The specter of a terrorist attack against a chemical facility outside the umbrella of the 2,400 plants operated by the industry's giants, however, has triggered unprecedented calls by the industry itself for increased federal oversight.

"We need legislation," said American Chemistry Council spokeswoman Kate McGloon after the hearings. "We can't set a nationwide standard. That's the role of government. But we've done a very good job doing everything we can on this issue, and it's rewarding to see so many in Congress and Homeland Security pointing out what we've accomplished."

Party moderates are brokering a compromise on the legislation, working closely with centrist Democrats such as Corzine and Sen. Joe Lieberman of Connecticut to create laws that balance security and jobs.

"Based on the testimony we received today, it appears that federal legislation is needed to better secure our nation's chemical facilities, and to better prepare in case of a successful terrorist attack," said U.S. Sen. Susan Collins, R-Maine, who chaired the Wednesday hearings.

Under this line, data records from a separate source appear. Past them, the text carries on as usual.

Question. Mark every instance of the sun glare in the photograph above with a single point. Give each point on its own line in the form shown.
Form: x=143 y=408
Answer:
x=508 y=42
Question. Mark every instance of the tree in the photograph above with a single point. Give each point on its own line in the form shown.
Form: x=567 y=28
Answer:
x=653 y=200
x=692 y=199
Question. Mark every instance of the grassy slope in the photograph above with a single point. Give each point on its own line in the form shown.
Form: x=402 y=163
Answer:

An attempt by Inhofe and other senators last year to reach compromise with House leaders on a chemical bill died in committee. A measure similar to Corzine's drafted by U.S. Rep. Edward J. Markey, D-Massachusetts, failed last week in committee.

The rail problem

A tougher problem is America's vast rail network. On any given day, 82 tankers of chlorine gas and other lethal airborne toxics move along the nation's tracks, according to the Federal Rail Administration. Congress wants to know how security can be improved.

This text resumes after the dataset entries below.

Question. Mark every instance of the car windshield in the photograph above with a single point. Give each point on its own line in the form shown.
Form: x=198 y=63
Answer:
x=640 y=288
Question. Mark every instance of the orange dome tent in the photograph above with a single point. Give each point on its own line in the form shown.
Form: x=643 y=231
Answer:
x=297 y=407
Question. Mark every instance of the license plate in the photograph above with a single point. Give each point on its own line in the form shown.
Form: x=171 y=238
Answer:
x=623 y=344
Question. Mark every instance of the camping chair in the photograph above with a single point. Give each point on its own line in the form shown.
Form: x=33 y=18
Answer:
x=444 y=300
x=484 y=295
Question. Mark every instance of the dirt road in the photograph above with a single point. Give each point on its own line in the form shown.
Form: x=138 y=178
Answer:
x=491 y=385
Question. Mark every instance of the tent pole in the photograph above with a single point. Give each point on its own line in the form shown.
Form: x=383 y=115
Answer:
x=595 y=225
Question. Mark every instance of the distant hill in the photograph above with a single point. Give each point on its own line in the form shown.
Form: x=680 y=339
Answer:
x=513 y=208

In February, arguing that Homeland Security had failed to safeguard rail shipments of deadly gases adequately, the Washington, D.C., council banned the cargo from city limits. A study commissioned by the city council found that one ruptured chlorine tank car could injure or kill 100,000 residents in a half-hour.

A federal court recently upheld the rerouting of hazardous materials, but rail owners have appealed, saying diverting these shipments over longer distances or onto highways hikes the risk of accidents or crashes and shifts the threat of terrorism to other communities, such as Pittsburgh.

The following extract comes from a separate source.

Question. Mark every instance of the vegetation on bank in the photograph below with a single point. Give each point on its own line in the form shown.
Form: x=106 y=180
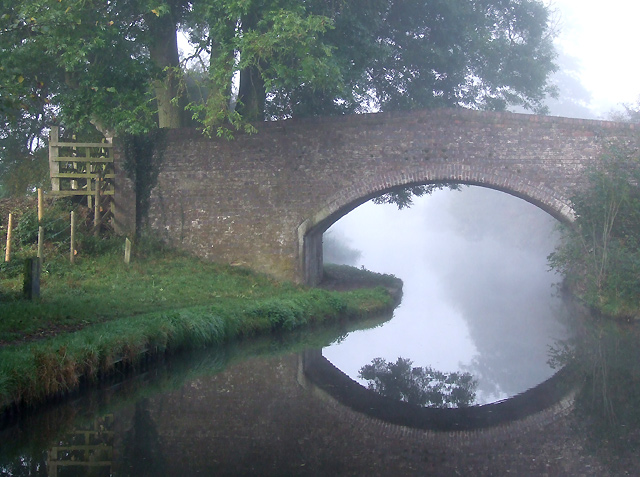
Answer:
x=99 y=312
x=599 y=254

"It doesn't help security. It shifts the risk from one area to another, and it does nothing to address security. You would be moving from well-maintained, high density rail lines to ones that are not as well-equipped to handle this material," said spokesman Tom White of the Association of American Railroads.

"You're increasing the distance that these chemicals must move, and that's bad from a safety standpoint. And what happens if other cities adopt these laws? You get to the point where you have a patchwork of regulations, and you've made it impossible to ship chemicals vital to American industry by rail. How does that help public safety?"

But environmentalists who helped draft the Washington, D.C., law believe their ban will hold and similar initiatives will spread to other cities.

"No one gave us a chance on the rail security legislation, but we won on that," said Greenpeace legislative director Rick Hind, a key architect of the law. "It will be the same with chemical plant security, eventually.

"Look, it took 10 years to get the Clean Air Act. But George W. Bush's father did the right thing and signed it into law. It's a bit more outrageous that it's taken this long after 9/11 on such an important issue."

"Unfortunately, I have to think back to Bhopal," Hind said, referring to the 1984 gas leak at an Indian pesticide plant that killed 3,800 people. "It took Bhopal to get legislation that started addressing safety issues for communities living next to chemical plants. Hopefully, it won't take another disaster to get a law that will make these same communities safe from terrorists."